Investment in the basics and avoiding over-reliance on emerging technology is an outlook shared by Bengi Beyzade (pictured below), GP partner at Clerkenwell Medical Practice and clinical IT lead for the Islington GP Federation.

Dr Beyzade warns that the mishandling of the national programme left a legacy of mistrust among many doctors when it comes to government pronouncements on IT. He is wary of the drive to promote emerging digital technologies as a cure-all for the health service’s existing IT shortcomings.

‘The term AI is misused,’ he says.

20190232 The Doctor - Issue 9 May 2019

‘We look at AI and we look at our sci-fi films and think of an intelligent, learning computer. Is that really the AI they’re talking about now? It’s generally a programmed algorithm that doesn’t seem to learn for itself.

‘I think it’s disappointing that they are being sold as a magic bullet now. They do have value but if false promises are being thrown out there just for us to be let down, it will feed the lack of faith we have in government when they push IT on us.’

Dr Beyzade says that while IT has always been a part of his general practice career, its functions are now so integral that when problems occur, everything else could come grinding to a halt.

‘IT has always been there [in general practice] but has become more and more embedded, and in order to continue your daily functions, you’re more and more dependent on it,’ he says.

‘Previously if you had an IT failure, you could just about get on and see a patient. There’s so much safety in place now that’s wrapped around IT in terms of access to educational resources like the British National Formulary or guidance on how to manage certain conditions that if you don’t have access to that resource [as a GP] you can’t function.’

 

The right course

BMA council chair Chaand Nagpaul says getting IT right is fundamental to the BMA’s vision for a technologically enhanced future NHS.

In a letter to the health secretary [Dr Nagpaul] sent on 4 April, said the Government must prioritise investment aimed at rectifying the existing IT deficiencies in the health service, ahead of new and emerging digital technologies.

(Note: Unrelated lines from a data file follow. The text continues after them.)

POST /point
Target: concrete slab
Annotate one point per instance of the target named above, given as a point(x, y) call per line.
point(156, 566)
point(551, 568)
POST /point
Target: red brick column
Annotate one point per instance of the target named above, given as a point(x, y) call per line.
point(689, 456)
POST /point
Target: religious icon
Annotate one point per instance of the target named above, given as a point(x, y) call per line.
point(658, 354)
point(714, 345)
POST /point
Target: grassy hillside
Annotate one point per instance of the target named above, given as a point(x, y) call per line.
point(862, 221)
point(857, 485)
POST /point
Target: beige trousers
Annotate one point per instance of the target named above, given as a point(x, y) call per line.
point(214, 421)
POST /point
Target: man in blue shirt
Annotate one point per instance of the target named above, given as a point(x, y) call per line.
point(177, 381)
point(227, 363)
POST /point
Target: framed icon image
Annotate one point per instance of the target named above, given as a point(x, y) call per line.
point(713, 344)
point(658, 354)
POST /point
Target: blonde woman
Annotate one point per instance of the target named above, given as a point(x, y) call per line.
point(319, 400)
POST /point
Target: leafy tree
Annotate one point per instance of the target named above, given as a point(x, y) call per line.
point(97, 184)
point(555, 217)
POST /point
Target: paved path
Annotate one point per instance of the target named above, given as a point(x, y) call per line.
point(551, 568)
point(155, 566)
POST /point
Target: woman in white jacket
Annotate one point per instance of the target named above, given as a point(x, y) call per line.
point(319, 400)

‘Basic hardware needs to be upgraded – doctors and clinicians should not have to take time out from caring for patients to fix malfunctioning systems.

‘Alongside good quality, interoperable IT – and the funding required to make this happen... national standards, patient experience, and staff education and training must all be considered as key factors to achieving a digital transformation for patients and the NHS workforce.’